Rabu, 18 Januari 2012

CORETAN CERITA

Kapan lagi kita berbicara seperti kemarin
saat semua luka kau obati dengan senyum mu
kini semua serasa sirna seperti sang embun ditelan mentari
kau pergi titipkan sebait puisi atas nama mu

puisi-puisi ku kini tinggalah cerita
bukan balada dari setiap tilam dari nestapa dalam itar

sediakalanya waktu berputar
senyummu tak akan memudar di angan ku
tentang mu adalah anugrah
anugrah dari mimpi sang penyair sepi



MAORIN

Mengejar senyum
Antara bayang dan angan
Sisipkan taksim mimpi sang pemimpi
Mimpi ku tentang mimpi tuhan
Kala ku ukir per kalimat menjadi segurat rintih

Seonggok Rindu dan Galau dalam secangkir Kopi malam
hadirkan panembahan hati buat sesepi sesuap Pada lipatan itar
Puisi ku kini sepi dalam tilam perih
dan aku tak bisa melihat ia dalam dekapan pena ku 
Puisi ku hapuslah kesut yang menggerut dikening mu
biar hati mu tak luruh pada tahta sungsang


Bila Esok dari nafasmu lahirkan sajak-sajak,
dari sajakmulah aku telah mengukir kisah kita bersama.

Selasa, 10 Januari 2012

WATANG PEING




Pagi ini serasa gelisah saat  mentari menjemputku ditepi jendelah rumah yang dicumbu waktu. Ditemani secangkir teh dan irama musik hiphop bawakan ku pada proses panjang, entah mulai dari mana aku akan berkisah.
Nyanyian mentari masih beradu dengan irama gokil lagu Ma’u situkang ojek buah karya dari anak-anak P.M.C( PBSID MC CREW),  menari-nari dalam lingkaran fikiranku hingga ide-ide serasa bom waktu yang ingin meledakan kepala ini dengan sejuta ritme tabuhan gong peperangan. Sesaat tangan ini mengambil cangkir yang berisi teh untuk diteguk, dalam skemata fikirku dengan berjuta kata dan rima ingin merontak bak ketuban yang pecah ingin mengeluarkan puisi-puisi dari pijakan tanah karang ini, puisi ini tentang puisi orang timur dinegeri Munaseli

                    WATANG PEING

Bangun dalam dekapan kepulan asap dapur
Raut karang masih dirias oleh embun
Kicauan mentari masih tersipu malu
Saat langit jingga perlahan tertelan cahaya surya.

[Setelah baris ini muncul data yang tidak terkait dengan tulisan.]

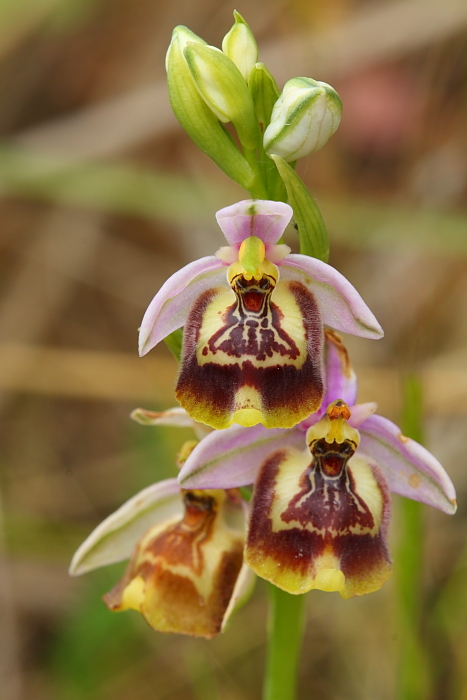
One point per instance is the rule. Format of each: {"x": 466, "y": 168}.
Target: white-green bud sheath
{"x": 240, "y": 46}
{"x": 224, "y": 90}
{"x": 180, "y": 36}
{"x": 304, "y": 117}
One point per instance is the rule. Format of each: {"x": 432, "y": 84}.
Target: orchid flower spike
{"x": 186, "y": 571}
{"x": 321, "y": 507}
{"x": 253, "y": 318}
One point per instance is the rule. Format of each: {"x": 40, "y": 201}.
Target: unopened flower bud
{"x": 304, "y": 117}
{"x": 223, "y": 89}
{"x": 240, "y": 46}
{"x": 196, "y": 116}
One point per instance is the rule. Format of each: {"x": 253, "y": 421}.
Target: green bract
{"x": 304, "y": 117}
{"x": 240, "y": 46}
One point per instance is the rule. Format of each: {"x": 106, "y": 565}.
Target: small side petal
{"x": 254, "y": 217}
{"x": 361, "y": 412}
{"x": 341, "y": 380}
{"x": 229, "y": 458}
{"x": 409, "y": 468}
{"x": 173, "y": 416}
{"x": 114, "y": 539}
{"x": 341, "y": 305}
{"x": 171, "y": 305}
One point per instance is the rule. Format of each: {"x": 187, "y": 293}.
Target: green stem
{"x": 258, "y": 187}
{"x": 285, "y": 631}
{"x": 413, "y": 677}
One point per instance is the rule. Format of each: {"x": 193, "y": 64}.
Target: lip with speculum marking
{"x": 253, "y": 318}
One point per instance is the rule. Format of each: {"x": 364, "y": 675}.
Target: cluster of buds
{"x": 264, "y": 380}
{"x": 209, "y": 88}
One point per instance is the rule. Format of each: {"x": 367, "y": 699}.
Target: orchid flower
{"x": 253, "y": 318}
{"x": 186, "y": 572}
{"x": 321, "y": 508}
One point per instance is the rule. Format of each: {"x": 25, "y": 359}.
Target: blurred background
{"x": 102, "y": 197}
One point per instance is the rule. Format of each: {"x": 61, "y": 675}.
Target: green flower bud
{"x": 224, "y": 90}
{"x": 304, "y": 117}
{"x": 240, "y": 46}
{"x": 198, "y": 120}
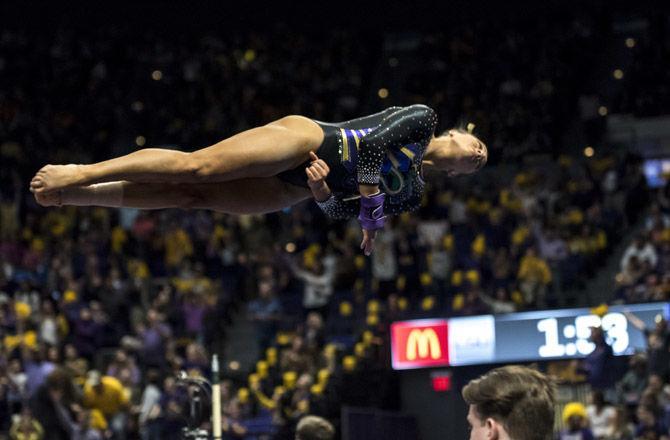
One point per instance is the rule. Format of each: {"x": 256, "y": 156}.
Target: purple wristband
{"x": 371, "y": 215}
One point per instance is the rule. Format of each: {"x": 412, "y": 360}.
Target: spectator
{"x": 265, "y": 312}
{"x": 534, "y": 276}
{"x": 648, "y": 425}
{"x": 318, "y": 284}
{"x": 51, "y": 405}
{"x": 26, "y": 427}
{"x": 107, "y": 395}
{"x": 623, "y": 428}
{"x": 575, "y": 419}
{"x": 314, "y": 428}
{"x": 634, "y": 382}
{"x": 598, "y": 365}
{"x": 642, "y": 250}
{"x": 601, "y": 416}
{"x": 149, "y": 408}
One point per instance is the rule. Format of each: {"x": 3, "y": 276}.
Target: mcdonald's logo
{"x": 421, "y": 343}
{"x": 424, "y": 343}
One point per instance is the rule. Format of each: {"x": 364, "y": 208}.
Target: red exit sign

Suara adzan subuh slimuti dingin pagi
Seakan Baranusa tlah berpindah ke Jazirah Arab
Langgar, surau dan puluhan masjid Tlah ramai
Dengan kata Amin di penghujung surat Fatiha

Kepulan asap dapur membumbung tinggi dalam doa besar
Harapan pun sllu ditambatkan pada Alaph

Silikokng mulai dengan suarnya yang merdu
Irama alu dan lesung kini mulai bersahutan
Dalam ritme tampihan nyiru di pagi itu
Bocah-bocah cilik ramai tutupi ilakeel

Setapak-setapak tempat pejalan kaki
Sepertinya tlah terbangun dengan riuh kaki yang melangkah

Senyum ibu temani langkah anak- anak mreka
Aurah dari raut yang dihiasi jilbab cantik dipandang
Berbekal doa dan sbungkus bekal
Kakinya melangkah dalam sholawat.

 Secangkir teh yang tadinya hangat kini tlah dingin dan tinggal satu tegukan terakhir untuk penutup pagi menjelang siang. Ada sedikit senyuman tentang puisi pagi ini yang ku tulis serasa ada panggilan kuat saat ku terpisah beda istal dan diapit pagoda rindu yang menderu. Tak kusangkah mata basahi pipi...saat senyum seribuan anak rantau membawaku pada tempat dimana aku berpuisi total.